Yes. It is very expensive now. I'm still so so happy I decided last summer to bite the bullet and pre-ordered the Framework Desktop 128GB model.
I paid 2424 euros in total for this machine. And it can easily run the models discussed in the comments and in the article. It's tiny, and runs CachyOS like a champ. Over 4000 euros less than the price you listed.
We can all send a thank you letter for our friendly billionaires such as Sam Altman for the price situation we're in today: https://www.mooreslawisdead.com/post/sam-altman-s-dirty-dram...
Runs fine on 2x4080s or on two 5060/5070s with 16GBVRAM... and faster than on the mac.
Absolutely for the average developer the token speed is just going to be too slow for it to be workable. I think we’re looking at 2028 when memory becomes cheaper again and they’ll be a lot more people using local models.
AMD started their 128GB Halo Strix at a pretty damn good point at ~2.5k; I got mine after the first memory bump at $3k.
I think you might be a little to into the stew here.
But you have to factor in that this device will last you 5-10 years. That said, I wouldn't spend almost $7k USD on this macbook lol.
i like that people are taking the privacy argument seriously, after however many decades. i think there are other arguments to be made for running these locally which are less settled, but IMO the Fable debacle drives it home: the surest way to embrace this technology without worry that it will be taken away from you down the road is to physically own the compute.

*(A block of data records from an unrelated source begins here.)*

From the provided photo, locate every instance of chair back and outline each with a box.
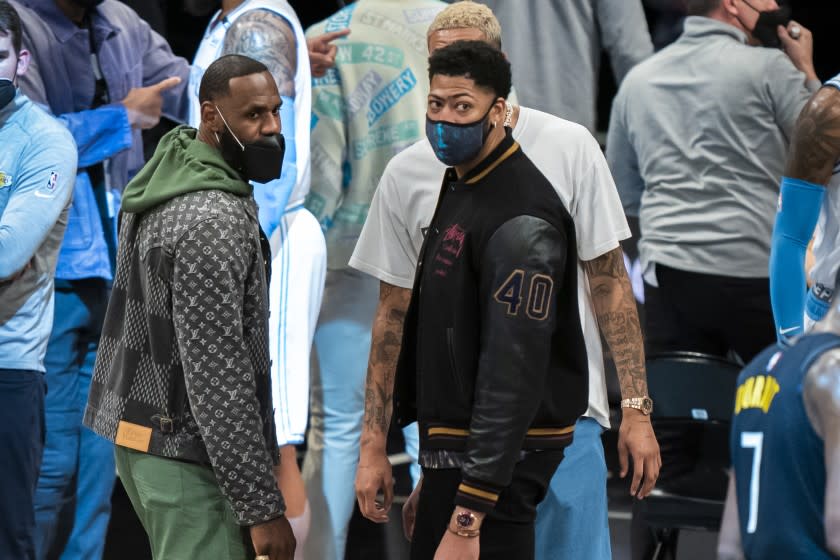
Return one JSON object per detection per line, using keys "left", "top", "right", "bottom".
{"left": 647, "top": 351, "right": 741, "bottom": 423}
{"left": 645, "top": 351, "right": 742, "bottom": 504}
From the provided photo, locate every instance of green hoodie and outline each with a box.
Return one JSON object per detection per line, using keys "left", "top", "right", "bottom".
{"left": 121, "top": 126, "right": 250, "bottom": 214}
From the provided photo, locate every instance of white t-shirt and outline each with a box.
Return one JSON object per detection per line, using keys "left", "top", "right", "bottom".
{"left": 349, "top": 107, "right": 630, "bottom": 427}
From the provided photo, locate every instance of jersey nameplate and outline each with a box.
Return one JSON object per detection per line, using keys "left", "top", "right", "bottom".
{"left": 734, "top": 374, "right": 781, "bottom": 414}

Oh definitely. I've seen GLM 5.2 go for around $4 per million output tokens.
a lot of credits? we can’t predict any price change for them
Doesnt it run on the Macbook Neo... just slower?
How many credits would it buy? How long would it take to use them up? What's the payback period?
From what I understand, for a developer, $5000/month is maybe the high end, but $5000/year is fairly standard. (Is that accurate?) So if it pays back in 15 months, that's pretty decent. If it pays back in two months, that's spectacular.
The maths there is pretty undeniable, but it is not where I'd make the split. Having a machine that can run some modest local LLMs, like the Gemma 4 12B, is really worth it.
I don't know how much serious hands-free agentic coding I will ever do on my MacBook alone, but I do know that I would not have got so far into understanding this without tinkering with local models, llama.cpp, LM Studio, and LM Studio and all that.
I totally struggled to find the right frame of mind to explore any of this stuff without feeling defeated and bamboozled. Because it's just huge, exhausting, jargon-drenched, unknowable, and I am over the hill at fifty-plus.
Until, that is, I could poke around with setting it up on my own (secondhand) machine, watching the API calls, understanding some of the terminology. I didn't even buy the machine for that; it's just adequate to the task.
The Neo is too small to really get much benefit from this opportunity to make it more visceral and knowable.